Acórdão do Tribunal da Relação de Coimbra
Processo:
1288/15.8T8CBR.1.C1
Nº Convencional: JTRC
Relator: JAIME CARLOS FERREIRA
Descritores: TÍTULO EXECUTIVO
INCIDENTE DE QUALIFICAÇÃO DE INSOLVÊNCIA
CONDENAÇÃO
Data do Acordão: 04/27/2017
Votação: UNANIMIDADE
Tribunal Recurso: TRIBUNAL JUDICIAL DA COMARCA DE COIMBRA – COIMBRA – JUÍZO DE COMÉRCIO – J1
Texto Integral: S
Meio Processual: APELAÇÃO
Decisão: REVOGADA
Legislação Nacional: ARTº 189º, Nº 2, AL. E) DO CIRE.
Sumário: I – No artº 189º, nº 2, al. e) do CIRE dispõe-se que: ‘Ao proceder à condenação das pessoas afetadas a indemnizarem os credores do devedor, o juiz deve fixar o valor das indemnizações devidas ou, caso tal não seja possível em virtude de o tribunal não dispor dos elementos necessários para calcular o montante dos prejuízos sofridos, os critérios a utilizar para a sua quantificação, a efetuar em liquidação de sentença (artº 189º, nº 4 do CIRE)’.

II - Este tipo de condenação em incidente de qualificação de insolvência apenas foi consagrado no CIRE por força das suas alterações decorrentes da Lei nº 16/2012, de 20/04, dispondo-se no nº 4 do artº 189º que ‘ao aplicar o disposto na alínea e) do nº 2, o juiz deve fixar o valor das indemnizações devidas ou, caso tal não seja possível em virtude de o tribunal não dispor dos elementos necessários para calcular o montante o montante dos prejuízos sofridos, os critérios a utilizar para a sua quantificação, a efetuar em liquidação de sentença’.

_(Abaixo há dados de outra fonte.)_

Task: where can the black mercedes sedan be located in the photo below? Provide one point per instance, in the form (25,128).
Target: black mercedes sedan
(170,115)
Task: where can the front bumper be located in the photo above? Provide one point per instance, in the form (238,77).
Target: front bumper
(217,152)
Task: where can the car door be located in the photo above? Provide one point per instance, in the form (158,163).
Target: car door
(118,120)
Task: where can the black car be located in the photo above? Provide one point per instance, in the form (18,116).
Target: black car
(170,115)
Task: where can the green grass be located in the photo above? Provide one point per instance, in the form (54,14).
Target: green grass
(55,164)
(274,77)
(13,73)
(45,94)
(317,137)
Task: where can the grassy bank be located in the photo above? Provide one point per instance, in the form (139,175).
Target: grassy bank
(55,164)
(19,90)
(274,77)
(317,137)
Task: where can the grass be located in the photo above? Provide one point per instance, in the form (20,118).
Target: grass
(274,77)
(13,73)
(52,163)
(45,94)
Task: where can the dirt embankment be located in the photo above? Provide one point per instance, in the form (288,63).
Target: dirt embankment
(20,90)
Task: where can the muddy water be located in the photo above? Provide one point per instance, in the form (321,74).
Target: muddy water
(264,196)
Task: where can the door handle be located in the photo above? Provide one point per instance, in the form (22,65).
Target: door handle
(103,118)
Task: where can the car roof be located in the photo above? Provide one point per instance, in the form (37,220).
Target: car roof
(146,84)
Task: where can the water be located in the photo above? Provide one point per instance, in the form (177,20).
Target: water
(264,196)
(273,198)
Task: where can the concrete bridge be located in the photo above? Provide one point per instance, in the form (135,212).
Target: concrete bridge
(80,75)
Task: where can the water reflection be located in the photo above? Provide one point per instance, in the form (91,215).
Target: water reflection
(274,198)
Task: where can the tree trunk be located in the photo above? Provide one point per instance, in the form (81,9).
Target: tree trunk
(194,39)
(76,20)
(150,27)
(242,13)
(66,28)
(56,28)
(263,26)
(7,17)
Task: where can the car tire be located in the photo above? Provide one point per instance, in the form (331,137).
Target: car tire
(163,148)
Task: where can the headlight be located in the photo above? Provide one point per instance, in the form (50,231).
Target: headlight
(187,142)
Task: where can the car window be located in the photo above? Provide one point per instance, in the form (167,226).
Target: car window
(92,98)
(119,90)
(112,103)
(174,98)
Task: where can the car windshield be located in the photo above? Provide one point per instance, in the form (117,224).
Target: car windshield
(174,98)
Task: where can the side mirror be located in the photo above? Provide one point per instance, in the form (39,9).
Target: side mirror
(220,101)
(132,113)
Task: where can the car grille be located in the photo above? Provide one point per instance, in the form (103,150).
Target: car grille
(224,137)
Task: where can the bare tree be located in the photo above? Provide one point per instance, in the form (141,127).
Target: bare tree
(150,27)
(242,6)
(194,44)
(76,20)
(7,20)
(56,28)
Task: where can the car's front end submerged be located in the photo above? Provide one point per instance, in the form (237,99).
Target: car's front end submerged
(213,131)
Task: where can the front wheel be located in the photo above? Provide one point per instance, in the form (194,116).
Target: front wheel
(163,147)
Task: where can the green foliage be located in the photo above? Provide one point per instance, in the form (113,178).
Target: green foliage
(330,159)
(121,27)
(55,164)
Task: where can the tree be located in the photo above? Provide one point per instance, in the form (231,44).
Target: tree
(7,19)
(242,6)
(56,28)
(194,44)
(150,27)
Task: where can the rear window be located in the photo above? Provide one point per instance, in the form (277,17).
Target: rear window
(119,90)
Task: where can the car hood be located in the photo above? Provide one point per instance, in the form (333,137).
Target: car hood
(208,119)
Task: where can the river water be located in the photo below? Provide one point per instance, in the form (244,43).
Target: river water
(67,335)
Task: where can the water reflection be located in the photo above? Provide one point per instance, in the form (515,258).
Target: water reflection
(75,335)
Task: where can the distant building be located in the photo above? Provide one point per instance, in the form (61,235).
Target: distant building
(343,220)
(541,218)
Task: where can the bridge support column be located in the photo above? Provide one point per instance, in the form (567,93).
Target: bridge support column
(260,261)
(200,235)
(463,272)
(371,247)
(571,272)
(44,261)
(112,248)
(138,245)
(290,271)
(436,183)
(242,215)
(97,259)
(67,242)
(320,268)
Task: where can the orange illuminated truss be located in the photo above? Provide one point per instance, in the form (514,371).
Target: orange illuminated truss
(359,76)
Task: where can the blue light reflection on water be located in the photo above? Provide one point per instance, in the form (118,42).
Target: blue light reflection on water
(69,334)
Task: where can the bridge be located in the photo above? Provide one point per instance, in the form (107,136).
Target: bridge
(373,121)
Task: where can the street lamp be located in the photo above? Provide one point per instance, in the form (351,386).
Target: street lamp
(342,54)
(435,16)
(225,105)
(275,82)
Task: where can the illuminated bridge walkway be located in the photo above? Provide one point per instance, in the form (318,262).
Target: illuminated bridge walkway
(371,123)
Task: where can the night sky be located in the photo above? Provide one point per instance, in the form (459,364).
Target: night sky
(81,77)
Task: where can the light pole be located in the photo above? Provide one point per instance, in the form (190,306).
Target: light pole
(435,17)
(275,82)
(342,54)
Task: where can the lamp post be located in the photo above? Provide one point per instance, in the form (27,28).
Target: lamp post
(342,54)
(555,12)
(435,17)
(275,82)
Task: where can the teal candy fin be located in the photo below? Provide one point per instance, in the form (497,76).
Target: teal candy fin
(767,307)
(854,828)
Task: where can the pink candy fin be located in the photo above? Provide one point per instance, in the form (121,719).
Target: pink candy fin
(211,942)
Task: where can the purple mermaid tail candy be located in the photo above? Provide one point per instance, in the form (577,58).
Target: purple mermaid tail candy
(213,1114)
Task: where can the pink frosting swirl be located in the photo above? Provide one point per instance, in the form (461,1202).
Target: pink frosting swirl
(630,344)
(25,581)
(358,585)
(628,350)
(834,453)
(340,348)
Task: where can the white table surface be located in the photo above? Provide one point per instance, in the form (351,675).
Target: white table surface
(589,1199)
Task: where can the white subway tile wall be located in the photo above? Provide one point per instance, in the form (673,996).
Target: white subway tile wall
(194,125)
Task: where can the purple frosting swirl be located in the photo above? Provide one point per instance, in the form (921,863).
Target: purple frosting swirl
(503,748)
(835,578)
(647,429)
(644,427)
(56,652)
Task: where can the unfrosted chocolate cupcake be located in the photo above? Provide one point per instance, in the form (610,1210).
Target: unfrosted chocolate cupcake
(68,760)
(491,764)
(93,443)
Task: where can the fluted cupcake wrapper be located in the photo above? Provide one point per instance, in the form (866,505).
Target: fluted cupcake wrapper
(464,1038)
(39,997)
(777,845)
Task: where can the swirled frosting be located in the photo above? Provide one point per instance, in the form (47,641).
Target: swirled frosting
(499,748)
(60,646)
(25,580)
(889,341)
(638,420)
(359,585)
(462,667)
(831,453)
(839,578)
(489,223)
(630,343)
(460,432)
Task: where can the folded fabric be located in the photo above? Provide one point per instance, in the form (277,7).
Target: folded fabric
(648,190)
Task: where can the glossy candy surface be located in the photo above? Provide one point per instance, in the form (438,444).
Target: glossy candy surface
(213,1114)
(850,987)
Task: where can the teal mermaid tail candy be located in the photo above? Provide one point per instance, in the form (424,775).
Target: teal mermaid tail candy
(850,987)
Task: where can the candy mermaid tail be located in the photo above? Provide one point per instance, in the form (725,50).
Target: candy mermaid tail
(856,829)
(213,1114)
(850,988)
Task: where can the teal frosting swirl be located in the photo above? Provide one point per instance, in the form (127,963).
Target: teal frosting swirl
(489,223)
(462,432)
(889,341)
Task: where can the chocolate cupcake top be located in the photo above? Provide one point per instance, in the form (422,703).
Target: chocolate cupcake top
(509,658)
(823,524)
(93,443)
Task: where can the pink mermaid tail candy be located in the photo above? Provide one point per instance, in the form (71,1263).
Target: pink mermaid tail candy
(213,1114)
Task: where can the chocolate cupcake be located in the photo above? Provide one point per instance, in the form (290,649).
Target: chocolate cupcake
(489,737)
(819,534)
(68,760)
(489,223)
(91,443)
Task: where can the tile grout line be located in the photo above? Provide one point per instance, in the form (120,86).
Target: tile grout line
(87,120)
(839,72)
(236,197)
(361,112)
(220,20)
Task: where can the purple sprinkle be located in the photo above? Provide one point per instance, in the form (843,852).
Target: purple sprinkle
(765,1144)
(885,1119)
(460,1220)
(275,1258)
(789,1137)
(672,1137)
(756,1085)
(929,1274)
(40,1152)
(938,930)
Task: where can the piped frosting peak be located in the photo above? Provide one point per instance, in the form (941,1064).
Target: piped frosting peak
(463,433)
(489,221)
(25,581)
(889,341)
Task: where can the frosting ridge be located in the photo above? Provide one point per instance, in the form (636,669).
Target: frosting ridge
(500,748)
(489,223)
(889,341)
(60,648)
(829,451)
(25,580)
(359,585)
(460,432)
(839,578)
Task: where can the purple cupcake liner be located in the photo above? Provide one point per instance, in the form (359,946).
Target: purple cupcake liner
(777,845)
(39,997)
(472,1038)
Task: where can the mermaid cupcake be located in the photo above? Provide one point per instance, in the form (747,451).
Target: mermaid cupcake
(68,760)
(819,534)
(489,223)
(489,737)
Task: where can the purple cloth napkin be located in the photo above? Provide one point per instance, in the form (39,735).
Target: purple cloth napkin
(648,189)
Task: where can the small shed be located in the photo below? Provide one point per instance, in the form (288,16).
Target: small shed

III - Nos termos dos artºs 90º, 128º, 129º, nºs 1 e 2, e 130º, nºs 1 e 3, todos do CIRE, se não houver impugnações aos créditos reconhecidos pelo AI, é de imediato preferida sentença de verificação e de graduação dos créditos, em que, salvo o caso de erro manifesto, se homologa a lista de credores reconhecidos elaborada pelo administrador da insolvência e se graduam os créditos em atenção ao que conste da lista.

IV - A sentença de qualificação da insolvência pode traduzir-se num verdadeiro título executivo, à luz do disposto nos artºs 10º, nº 5, 703º, nº 1, al. a), e 704º, todos do nCPC.

Decisão Texto Integral:          







   Acordam, em conferência, na Secção Cível do Tribunal da Relação de Coimbra:

I

No Tribunal Judicial da Comarca de Coimbra - Coimbra – Juízo do Comércio - J1, a sociedade ‘A... - Consultores, L.da’, com sede na Rua ..., instaurou a presente ação executiva, para pagamento de quantia certa e por apenso ao incidente de qualificação de insolvência que correu termos contra a sociedade ‘M..., L.dª’, com sede na Rua ..., processo esse com o nº ..., ação executiva esta que é movida contra J..., residente na Rua ..., enquanto gerente que foi da dita sociedade ‘M..., L.dª’, pedindo o pagamento coercivo, por este, da quantia de €9.885,48, acrescida de juros de mora vincendos sobre €9.657,06.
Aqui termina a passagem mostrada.